Most people would argue that a Home Entertainment Unit can include gaming, and it can, but the point being made is that the focus of what is meant to be a next-generation gaming console is really just a combination device with some better specifications. I’m not saying it is inherently a bad thing, but in a time where we have devices that do so many overlapping activities, the last thing we want is another superfluous technological paperweight. If you don’t already have each of these other devices, and own a large HD TV (it only has a HDMI port), then this might be great for you. I say might as in practice it might not be as useful as you think (like all those extra apps we download and never use).
Now, don’t take my harsh remark to mean that I think it is an entirely useless device. What I don’t quite understand is their target market. So much of what you are capable of doing seems utterly pointless to the average or hardcore gamer. Much of what it can do, we wouldn’t want to anyway. The only solid market I can see reflected in the presentation is the “Jock Gamer” market (I use this term to indicate gamers who have only really come about in recent times, tend to be rather shallow in their game appreciation and generally only play sports games or FPS games). This is on account of the focus on sports games, fantasy leagues, the NFL partnership, and FPSs. A niche market is not enough to bank on.
It is clear Microsoft is trying to bring the focus of home entertainment back to the living room and TV unit, but these days, with the devices we have, we have shifted it to wherever in the house we want. It seems odd that we would want to step backwards in that regard despite our nostalgic cries for a game console that brings us back to sitting only in front of the TV. However, the online requirement puts a dampener on that. If you want an old school gaming experience, go to a store like Gametraders and pick up an old console. They don’t need internet connections and other fancy stuff like that. You will have to keep your 360 though anyway because the XB1 won’t be backwards compatible. But what about Xbox Live games? This is currently unknown, but we have been assured that achievements will come across.

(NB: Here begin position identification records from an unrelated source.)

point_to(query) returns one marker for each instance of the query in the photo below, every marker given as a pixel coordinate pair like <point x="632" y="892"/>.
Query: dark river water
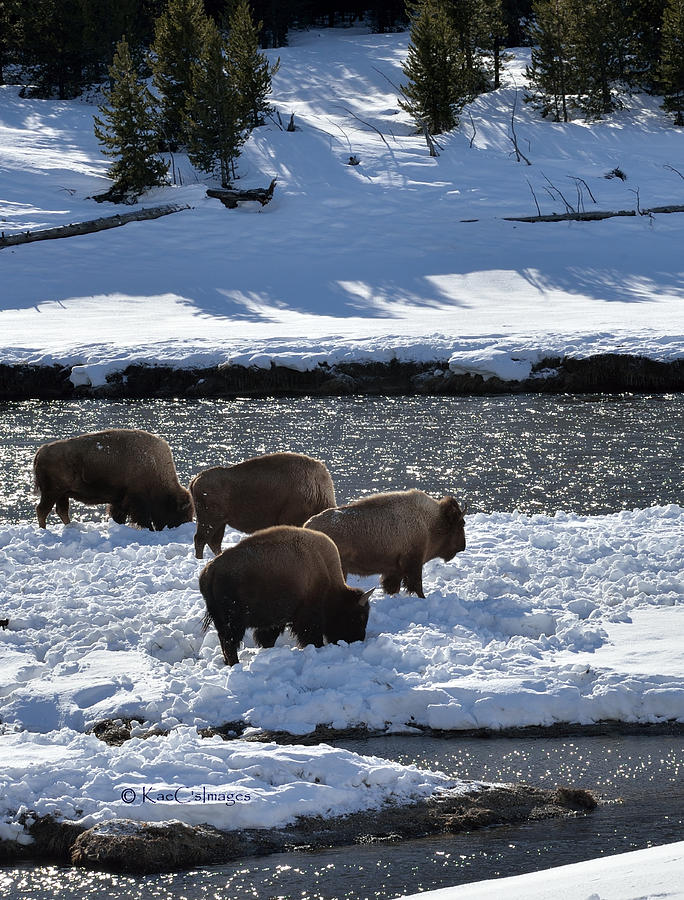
<point x="640" y="778"/>
<point x="587" y="454"/>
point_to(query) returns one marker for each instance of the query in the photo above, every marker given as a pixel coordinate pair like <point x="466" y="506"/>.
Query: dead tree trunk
<point x="89" y="227"/>
<point x="230" y="198"/>
<point x="593" y="216"/>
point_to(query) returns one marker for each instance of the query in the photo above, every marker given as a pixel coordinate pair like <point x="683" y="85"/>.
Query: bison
<point x="131" y="470"/>
<point x="275" y="489"/>
<point x="394" y="534"/>
<point x="277" y="578"/>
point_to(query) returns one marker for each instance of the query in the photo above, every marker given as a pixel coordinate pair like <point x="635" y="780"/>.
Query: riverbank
<point x="610" y="372"/>
<point x="124" y="845"/>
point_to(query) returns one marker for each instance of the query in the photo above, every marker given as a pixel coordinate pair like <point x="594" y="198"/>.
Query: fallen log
<point x="89" y="227"/>
<point x="590" y="216"/>
<point x="230" y="198"/>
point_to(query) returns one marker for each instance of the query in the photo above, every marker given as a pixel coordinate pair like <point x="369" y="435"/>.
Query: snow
<point x="367" y="262"/>
<point x="198" y="780"/>
<point x="641" y="874"/>
<point x="542" y="619"/>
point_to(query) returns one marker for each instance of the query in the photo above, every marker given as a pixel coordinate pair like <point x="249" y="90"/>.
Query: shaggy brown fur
<point x="394" y="534"/>
<point x="277" y="578"/>
<point x="275" y="489"/>
<point x="131" y="470"/>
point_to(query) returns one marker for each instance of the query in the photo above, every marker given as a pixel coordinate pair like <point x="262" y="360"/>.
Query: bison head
<point x="172" y="510"/>
<point x="348" y="621"/>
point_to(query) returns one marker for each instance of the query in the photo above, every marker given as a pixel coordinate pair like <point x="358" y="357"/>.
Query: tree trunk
<point x="89" y="227"/>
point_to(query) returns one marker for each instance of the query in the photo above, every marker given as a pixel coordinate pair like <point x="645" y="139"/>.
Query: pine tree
<point x="672" y="60"/>
<point x="54" y="47"/>
<point x="549" y="73"/>
<point x="9" y="33"/>
<point x="180" y="35"/>
<point x="128" y="132"/>
<point x="596" y="42"/>
<point x="213" y="112"/>
<point x="435" y="66"/>
<point x="249" y="69"/>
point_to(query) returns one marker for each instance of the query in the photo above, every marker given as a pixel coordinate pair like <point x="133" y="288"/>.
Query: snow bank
<point x="196" y="780"/>
<point x="370" y="262"/>
<point x="655" y="872"/>
<point x="541" y="620"/>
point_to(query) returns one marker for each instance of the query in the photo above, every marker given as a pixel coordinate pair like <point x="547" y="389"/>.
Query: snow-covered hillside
<point x="351" y="262"/>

Lastly, pre-owned games. Plenty of rumours have been flying around but Microsoft still will not definitively answer them. Since all games will need to be installed on the hard drive, there is supposedly going to be fee to install pre-used games. The amount has not been specified, nor has the detailed approach to reselling games. We are told, however, that if you go to a friend’s house to play your game, you will not have to pay the installation fee if you sign in to your profile on their console. Also, we have heard nothing of an app store, which, from a development standpoint, is a very significant feature of Xbox Live.
While I understand where the name Xbox One comes from, the numerical connotations of the name make it a confusing choice, considering it is really the third Xbox generation. So far Microsoft has shown nothing that can’t be bested by a gaming PC, and has implied with this presentation that gaming is not even the primary concern for the Xbox One. Ultimately, it is an interesting home entertainment unit that can play games; not a gaming console. Does that really matter? To some, only in regards to terminology. Will I buy one? Well, the price and usefulness of the features to me will determine how long AFTER the PS4 I may buy it. After all, I only recently bought an Xbox360, and I only ever use that for video streaming from my PC to my TV via Media Center. Should you buy it? That depends on how impressed you are by the novelty, whether you care for the exclusive releases, or if you are a loyal fan. None of those are bad reasons. It looks like a good device if you will make use of the features. Both next-gen consoles are expected to come with a hefty price tag, but what I wonder is whether they will be region free or not.